The Pennsylvania Construction Workplace Misclassification Act (CWMA) prohibits employers from improperly classifying their workers as independent contractors, not employees, to avoid their obligation to provide workers’ compensation benefits.
In Dep’t of Labor & Indus., Uninsured Emp’rs Guar. Fund v. W.C.A.B. (Lin and Eastern Taste), the Supreme Court of Pennsylvania recently ruled that the CWMA is applicable only where a putative employer is in the business of construction.
In that matter, Eastern Taste, a restaurant, hired Lin to perform remodeling work. Lin was not to work there after the remodeling. He had no written contract with Eastern Taste, and the business agreed to pay him on a per diem basis. Lin, who had 15 years of remodeling experience, worked without direction. While repairing a chimney, he fell from a beam and injured his spinal cord, causing him to become paraplegic. Lin thereafter requested workers’ compensation benefits from Eastern Taste, and, then, the Uninsured Employer Guaranty Fund (Fund) because the restaurant did not have any workers’ compensation insurance.
The Workers’ Compensation Judge (WCJ) denied Lin’s request for benefits because he failed to establish that he was Eastern Taste’s employee. In reaching this decision, the WCJ found that Lin did not conduct his work in the regular course of Eastern Taste’s business and his work was causal. The WCJ, furthermore, noted that the CWMA was not applicable because Eastern Taste “is a restaurant in the restaurant business and not in the construction business.”

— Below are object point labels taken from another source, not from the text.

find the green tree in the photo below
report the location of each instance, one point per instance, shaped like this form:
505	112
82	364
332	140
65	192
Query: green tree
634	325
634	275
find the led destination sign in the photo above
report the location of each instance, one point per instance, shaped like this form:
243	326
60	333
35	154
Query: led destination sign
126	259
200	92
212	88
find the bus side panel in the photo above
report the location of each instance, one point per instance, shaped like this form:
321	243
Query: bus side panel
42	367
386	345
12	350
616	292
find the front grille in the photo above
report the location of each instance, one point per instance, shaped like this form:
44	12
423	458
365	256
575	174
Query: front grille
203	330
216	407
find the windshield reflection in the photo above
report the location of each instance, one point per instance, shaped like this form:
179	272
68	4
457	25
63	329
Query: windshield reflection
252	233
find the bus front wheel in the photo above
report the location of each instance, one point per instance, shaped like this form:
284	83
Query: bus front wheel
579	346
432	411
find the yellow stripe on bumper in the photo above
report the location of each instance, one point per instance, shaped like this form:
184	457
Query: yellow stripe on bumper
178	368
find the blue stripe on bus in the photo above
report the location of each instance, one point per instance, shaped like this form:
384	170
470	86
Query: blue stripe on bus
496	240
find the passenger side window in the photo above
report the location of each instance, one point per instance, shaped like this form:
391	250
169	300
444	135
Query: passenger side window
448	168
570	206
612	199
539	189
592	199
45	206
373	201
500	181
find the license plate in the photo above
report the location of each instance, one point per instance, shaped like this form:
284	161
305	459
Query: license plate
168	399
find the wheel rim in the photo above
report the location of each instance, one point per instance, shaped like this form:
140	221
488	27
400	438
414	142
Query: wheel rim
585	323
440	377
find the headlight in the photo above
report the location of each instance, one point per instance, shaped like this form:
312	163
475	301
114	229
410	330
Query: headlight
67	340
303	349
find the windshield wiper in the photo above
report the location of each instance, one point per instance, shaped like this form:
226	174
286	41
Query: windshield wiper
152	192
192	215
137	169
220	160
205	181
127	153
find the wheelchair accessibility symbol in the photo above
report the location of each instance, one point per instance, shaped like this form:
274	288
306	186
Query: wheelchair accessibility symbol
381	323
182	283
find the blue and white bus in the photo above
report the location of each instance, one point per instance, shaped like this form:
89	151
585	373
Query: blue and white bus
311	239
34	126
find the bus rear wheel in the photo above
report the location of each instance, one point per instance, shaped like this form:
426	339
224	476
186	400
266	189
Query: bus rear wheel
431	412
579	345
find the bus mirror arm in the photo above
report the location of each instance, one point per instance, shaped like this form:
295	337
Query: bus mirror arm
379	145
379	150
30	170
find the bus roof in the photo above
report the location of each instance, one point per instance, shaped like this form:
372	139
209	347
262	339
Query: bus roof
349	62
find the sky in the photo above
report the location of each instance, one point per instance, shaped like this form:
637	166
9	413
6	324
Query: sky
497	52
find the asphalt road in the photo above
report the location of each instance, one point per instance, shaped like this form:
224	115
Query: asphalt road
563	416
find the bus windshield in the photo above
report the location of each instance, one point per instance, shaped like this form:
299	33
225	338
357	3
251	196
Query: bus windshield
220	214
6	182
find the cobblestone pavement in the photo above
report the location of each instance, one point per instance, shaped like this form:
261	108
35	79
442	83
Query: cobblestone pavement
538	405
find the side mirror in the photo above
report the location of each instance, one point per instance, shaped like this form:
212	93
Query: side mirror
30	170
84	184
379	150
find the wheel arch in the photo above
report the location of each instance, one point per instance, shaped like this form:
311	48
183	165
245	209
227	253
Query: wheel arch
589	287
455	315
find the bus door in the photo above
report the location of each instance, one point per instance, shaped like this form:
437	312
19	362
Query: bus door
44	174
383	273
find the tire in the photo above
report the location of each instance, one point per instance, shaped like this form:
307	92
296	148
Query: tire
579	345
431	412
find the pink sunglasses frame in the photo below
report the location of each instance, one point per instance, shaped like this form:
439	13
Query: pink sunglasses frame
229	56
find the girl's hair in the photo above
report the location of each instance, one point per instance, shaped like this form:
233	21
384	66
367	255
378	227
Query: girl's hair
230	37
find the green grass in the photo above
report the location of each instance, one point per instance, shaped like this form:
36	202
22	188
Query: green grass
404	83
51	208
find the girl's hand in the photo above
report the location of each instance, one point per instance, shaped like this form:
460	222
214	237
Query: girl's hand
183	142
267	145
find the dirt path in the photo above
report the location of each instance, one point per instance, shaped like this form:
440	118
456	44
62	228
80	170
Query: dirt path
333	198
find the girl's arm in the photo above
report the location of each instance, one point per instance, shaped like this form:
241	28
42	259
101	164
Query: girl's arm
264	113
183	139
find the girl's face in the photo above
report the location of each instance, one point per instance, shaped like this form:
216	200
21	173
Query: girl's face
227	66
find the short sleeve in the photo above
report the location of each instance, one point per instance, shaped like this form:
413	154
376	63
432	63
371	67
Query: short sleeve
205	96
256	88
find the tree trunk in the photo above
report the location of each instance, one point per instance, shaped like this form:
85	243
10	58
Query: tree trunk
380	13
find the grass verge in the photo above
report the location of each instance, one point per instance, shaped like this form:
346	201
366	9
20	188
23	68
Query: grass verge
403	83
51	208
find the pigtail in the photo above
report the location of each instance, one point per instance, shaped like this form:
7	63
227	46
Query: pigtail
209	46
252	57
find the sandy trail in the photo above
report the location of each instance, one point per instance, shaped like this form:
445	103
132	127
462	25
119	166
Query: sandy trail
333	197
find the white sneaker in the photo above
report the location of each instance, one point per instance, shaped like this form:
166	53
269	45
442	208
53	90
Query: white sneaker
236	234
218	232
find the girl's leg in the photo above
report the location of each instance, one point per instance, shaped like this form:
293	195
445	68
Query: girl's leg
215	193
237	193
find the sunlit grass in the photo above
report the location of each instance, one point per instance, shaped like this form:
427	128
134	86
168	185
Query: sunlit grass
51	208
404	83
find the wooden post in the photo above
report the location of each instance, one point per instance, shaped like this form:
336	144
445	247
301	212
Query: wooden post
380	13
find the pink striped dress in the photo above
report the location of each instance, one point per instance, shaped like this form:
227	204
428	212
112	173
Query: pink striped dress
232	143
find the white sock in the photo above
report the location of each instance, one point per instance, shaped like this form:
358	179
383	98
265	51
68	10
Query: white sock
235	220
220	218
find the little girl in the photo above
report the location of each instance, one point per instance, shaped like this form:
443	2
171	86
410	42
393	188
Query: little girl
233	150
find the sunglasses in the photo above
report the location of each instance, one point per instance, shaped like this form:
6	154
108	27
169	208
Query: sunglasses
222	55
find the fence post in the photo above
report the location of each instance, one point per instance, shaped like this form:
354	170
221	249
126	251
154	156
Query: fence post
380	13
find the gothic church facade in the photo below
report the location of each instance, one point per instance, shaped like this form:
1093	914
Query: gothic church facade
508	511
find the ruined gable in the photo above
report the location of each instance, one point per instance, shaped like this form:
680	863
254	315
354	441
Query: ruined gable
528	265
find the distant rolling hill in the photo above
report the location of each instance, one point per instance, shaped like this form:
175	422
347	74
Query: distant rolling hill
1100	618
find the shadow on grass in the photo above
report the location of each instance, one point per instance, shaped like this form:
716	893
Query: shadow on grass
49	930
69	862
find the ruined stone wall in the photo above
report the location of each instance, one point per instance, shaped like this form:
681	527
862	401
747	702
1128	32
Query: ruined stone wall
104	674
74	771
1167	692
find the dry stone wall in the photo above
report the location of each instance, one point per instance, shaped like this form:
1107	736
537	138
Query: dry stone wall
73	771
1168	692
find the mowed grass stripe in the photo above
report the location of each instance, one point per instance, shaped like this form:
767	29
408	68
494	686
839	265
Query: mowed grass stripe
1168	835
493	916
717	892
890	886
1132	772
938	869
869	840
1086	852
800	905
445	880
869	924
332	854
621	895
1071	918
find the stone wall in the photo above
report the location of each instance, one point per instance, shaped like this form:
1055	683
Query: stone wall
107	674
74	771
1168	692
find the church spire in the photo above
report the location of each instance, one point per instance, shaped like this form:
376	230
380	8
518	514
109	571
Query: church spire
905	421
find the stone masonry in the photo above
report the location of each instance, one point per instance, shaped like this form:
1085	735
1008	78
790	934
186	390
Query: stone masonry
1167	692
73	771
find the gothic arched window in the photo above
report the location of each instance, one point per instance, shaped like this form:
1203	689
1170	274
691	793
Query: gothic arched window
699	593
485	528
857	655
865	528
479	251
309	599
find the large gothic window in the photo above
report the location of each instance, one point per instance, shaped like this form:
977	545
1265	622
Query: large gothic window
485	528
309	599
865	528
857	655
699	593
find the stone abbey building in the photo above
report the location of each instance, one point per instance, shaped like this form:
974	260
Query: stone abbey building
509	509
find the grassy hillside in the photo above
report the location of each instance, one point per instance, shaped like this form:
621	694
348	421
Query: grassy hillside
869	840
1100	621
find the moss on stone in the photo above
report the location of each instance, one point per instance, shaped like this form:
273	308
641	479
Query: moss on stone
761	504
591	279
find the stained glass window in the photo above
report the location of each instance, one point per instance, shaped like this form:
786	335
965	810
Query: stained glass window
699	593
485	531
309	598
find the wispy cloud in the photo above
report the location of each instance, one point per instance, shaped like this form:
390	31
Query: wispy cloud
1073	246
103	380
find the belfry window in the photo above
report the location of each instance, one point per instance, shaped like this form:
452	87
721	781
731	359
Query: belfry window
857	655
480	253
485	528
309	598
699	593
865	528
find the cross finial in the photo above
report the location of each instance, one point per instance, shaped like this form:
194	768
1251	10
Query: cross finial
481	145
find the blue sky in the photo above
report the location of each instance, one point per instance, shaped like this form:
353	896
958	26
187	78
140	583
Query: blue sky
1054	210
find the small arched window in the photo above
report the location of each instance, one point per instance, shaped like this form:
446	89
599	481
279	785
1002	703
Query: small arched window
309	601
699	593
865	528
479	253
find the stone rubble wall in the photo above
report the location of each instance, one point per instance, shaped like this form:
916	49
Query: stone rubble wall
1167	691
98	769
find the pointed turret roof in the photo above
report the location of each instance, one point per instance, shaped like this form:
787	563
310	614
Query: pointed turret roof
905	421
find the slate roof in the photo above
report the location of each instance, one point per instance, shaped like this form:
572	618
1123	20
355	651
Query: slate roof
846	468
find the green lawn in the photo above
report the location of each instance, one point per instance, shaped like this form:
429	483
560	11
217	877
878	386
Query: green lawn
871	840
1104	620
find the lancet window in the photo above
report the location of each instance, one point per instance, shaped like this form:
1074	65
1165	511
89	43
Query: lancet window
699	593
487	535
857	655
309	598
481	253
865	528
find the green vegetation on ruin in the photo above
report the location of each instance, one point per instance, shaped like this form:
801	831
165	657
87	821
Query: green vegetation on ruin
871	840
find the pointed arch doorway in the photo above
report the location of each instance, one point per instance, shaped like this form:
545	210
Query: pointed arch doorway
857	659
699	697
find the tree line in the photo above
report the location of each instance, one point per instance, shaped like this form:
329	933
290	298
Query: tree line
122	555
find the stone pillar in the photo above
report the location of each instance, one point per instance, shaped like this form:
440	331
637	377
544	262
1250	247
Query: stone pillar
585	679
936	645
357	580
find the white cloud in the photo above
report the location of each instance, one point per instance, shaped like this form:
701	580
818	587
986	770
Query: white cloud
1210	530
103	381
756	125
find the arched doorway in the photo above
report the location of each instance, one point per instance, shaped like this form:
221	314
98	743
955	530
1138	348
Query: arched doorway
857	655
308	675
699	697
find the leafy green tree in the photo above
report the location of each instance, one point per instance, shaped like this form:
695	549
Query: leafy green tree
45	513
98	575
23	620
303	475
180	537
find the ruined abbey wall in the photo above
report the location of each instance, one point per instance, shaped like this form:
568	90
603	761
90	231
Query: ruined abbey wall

Lin thereafter filed an appeal. The Workers’ Compensation Appeal Board (Board) reversed the WCJ’s decision because Lin’s work was not causal and he was Eastern Taste’s employee. However, it did not consider whether the CWMA was applicable because it based its decision on the Workers’ Compensation Act’s general definition of an employee.
The Fund subsequently appealed the board’s decision. On appeal, the commonwealth court reversed the Board's decision because Lin was an independent contractor, not an employee. It reached this conclusion because Eastern Taste did not control the manner in which Lin completed his work; Eastern Taste hired Lin to perform remodeling work, not to work in the restaurant; the business was not in the construction business; and Lin used his own tools.
The commonwealth court, furthermore, ruled that the CWMA was inapplicable because only businesses in the construction industry fall within its purview. It noted that the construction activity must be analyzed and considered in the context of the purported employer’s industry, and, in this particular instance, Eastern Taste was in the restaurant business, not the construction business.
Lin appealed the Commonwealth Court’s decision to the Supreme Court. On appeal, he argued that the CWMA should be applicable based on the nature of the work that one performs for an employer, not the nature of the employer’s business. The Fund, however, asserted that the legislature only sought to remedy the issue of construction businesses misclassifying their workers through the passage of the CWMA.
In affirming the Commonwealth Court’s decision, the Supreme Court ruled that “the CWMA is inapplicable where the putative employer is not in the business of construction.” The Justices noted that Lin’s position could cause absurd and unreasonable results, such as making homeowners liable for workers’ compensation benefits when they want to remodel their kitchens and they hire electricians, plumbers, painters or other contractors as independent contractors who then hurt themselves.